The solrconfig.xml file configures request handlers, caching, indexing settings, and other Solr behaviors.

```xml
<?xml version="1.0" encoding="UTF-8" ?>
<config>
  <luceneMatchVersion>10.0</luceneMatchVersion>

  <!-- Index configuration -->
  <indexConfig>
    <ramBufferSizeMB>100</ramBufferSizeMB>
    <lockType>native</lockType>
  </indexConfig>

  <!-- Query handler for searches -->
  <requestHandler name="/select" class="solr.SearchHandler">
    <lst name="defaults">
      <str name="echoParams">explicit</str>
      <str name="df">_text_</str>
      <int name="rows">10</int>
      <str name="wt">json</str>
    </lst>
  </requestHandler>

  <!-- Update handler for indexing -->
  <requestHandler name="/update" class="solr.UpdateRequestHandler"/>

  <!-- Real-time get handler -->
  <requestHandler name="/get" class="solr.RealTimeGetHandler">
    <lst name="defaults">
      <str name="omitHeader">true</str>
      <str name="wt">json</str>
    </lst>
  </requestHandler>

  <!-- Query caches -->
  <query>
    <maxBooleanClauses>1024</maxBooleanClauses>
    <filterCache class="solr.CaffeineCache"
                 size="512" initialSize="512" autowarmCount="256"/>
    <queryResultCache class="solr.CaffeineCache"
                      size="512" initialSize="512" autowarmCount="256"/>
    <documentCache class="solr.CaffeineCache"
                   size="512" initialSize="512"/>
    <enableLazyFieldLoading>true</enableLazyFieldLoading>
  </query>

  <!-- Update processor chain with schema guessing -->
  <updateRequestProcessorChain name="add-unknown-fields-to-the-schema" default="true">
    <processor class="solr.UUIDUpdateProcessorFactory">
      <str name="fieldName">id</str>
    </processor>
    <processor class="solr.RemoveBlankFieldUpdateProcessorFactory"/>
    <processor class="solr.ParseBooleanFieldUpdateProcessorFactory"/>
    <processor class="solr.ParseLongFieldUpdateProcessorFactory"/>
    <processor class="solr.ParseDoubleFieldUpdateProcessorFactory"/>
    <processor class="solr.ParseDateFieldUpdateProcessorFactory"/>
    <processor class="solr.AddSchemaFieldsUpdateProcessorFactory"/>
    <processor class="solr.LogUpdateProcessorFactory"/>
    <processor class="solr.RunUpdateProcessorFactory"/>
  </updateRequestProcessorChain>

  <!-- Auto-commit settings -->
  <updateHandler class="solr.DirectUpdateHandler2">
    <autoCommit>
      <maxTime>15000</maxTime>
      <maxDocs>10000</maxDocs>
      <openSearcher>false</openSearcher>
    </autoCommit>
    <autoSoftCommit>
      <maxTime>1000</maxTime>
    </autoSoftCommit>
  </updateHandler>
</config>
```

Apache Solr is the ideal choice for applications requiring powerful full-text search, faceted navigation, real-time indexing, and high availability. Common use cases include e-commerce product search, content management systems, log analytics, enterprise search portals, and any application where fast, relevant search results are critical.
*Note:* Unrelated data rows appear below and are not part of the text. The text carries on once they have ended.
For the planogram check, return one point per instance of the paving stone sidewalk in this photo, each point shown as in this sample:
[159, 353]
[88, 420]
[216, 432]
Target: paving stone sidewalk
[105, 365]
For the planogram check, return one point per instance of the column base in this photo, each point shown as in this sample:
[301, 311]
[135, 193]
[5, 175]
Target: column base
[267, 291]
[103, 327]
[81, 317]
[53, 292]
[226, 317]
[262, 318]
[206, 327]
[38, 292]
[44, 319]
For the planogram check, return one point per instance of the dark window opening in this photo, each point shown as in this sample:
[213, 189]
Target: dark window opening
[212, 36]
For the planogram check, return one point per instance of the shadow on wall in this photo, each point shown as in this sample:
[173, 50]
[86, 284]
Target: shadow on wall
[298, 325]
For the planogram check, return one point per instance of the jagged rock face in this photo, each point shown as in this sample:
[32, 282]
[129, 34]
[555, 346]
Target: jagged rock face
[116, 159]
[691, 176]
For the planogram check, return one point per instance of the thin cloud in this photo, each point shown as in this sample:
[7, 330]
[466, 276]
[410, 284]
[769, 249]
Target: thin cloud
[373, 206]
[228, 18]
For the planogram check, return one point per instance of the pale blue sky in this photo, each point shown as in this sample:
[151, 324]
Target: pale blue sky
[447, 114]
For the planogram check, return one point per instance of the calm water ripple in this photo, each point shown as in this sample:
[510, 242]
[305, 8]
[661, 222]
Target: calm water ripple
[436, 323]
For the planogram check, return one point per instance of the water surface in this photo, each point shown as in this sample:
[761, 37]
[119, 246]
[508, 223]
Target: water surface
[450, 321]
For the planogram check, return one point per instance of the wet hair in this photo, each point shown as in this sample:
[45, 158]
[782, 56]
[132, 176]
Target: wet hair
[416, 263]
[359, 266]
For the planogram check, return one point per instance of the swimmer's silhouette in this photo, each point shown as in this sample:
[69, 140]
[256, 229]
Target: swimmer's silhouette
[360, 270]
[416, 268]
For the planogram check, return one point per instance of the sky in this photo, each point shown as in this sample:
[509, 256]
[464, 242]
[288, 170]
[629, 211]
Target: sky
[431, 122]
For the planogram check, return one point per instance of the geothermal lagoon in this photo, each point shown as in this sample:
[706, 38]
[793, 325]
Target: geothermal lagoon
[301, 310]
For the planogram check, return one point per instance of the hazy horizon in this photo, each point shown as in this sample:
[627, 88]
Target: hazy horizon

The platform supports multiple integration patterns: direct REST API calls for simple applications, SolrJ for Java applications requiring type safety and connection pooling, and Docker/Kubernetes deployments for cloud-native architectures. SolrCloud mode enables horizontal scaling with automatic sharding, leader election, and distributed queries across clusters of any size.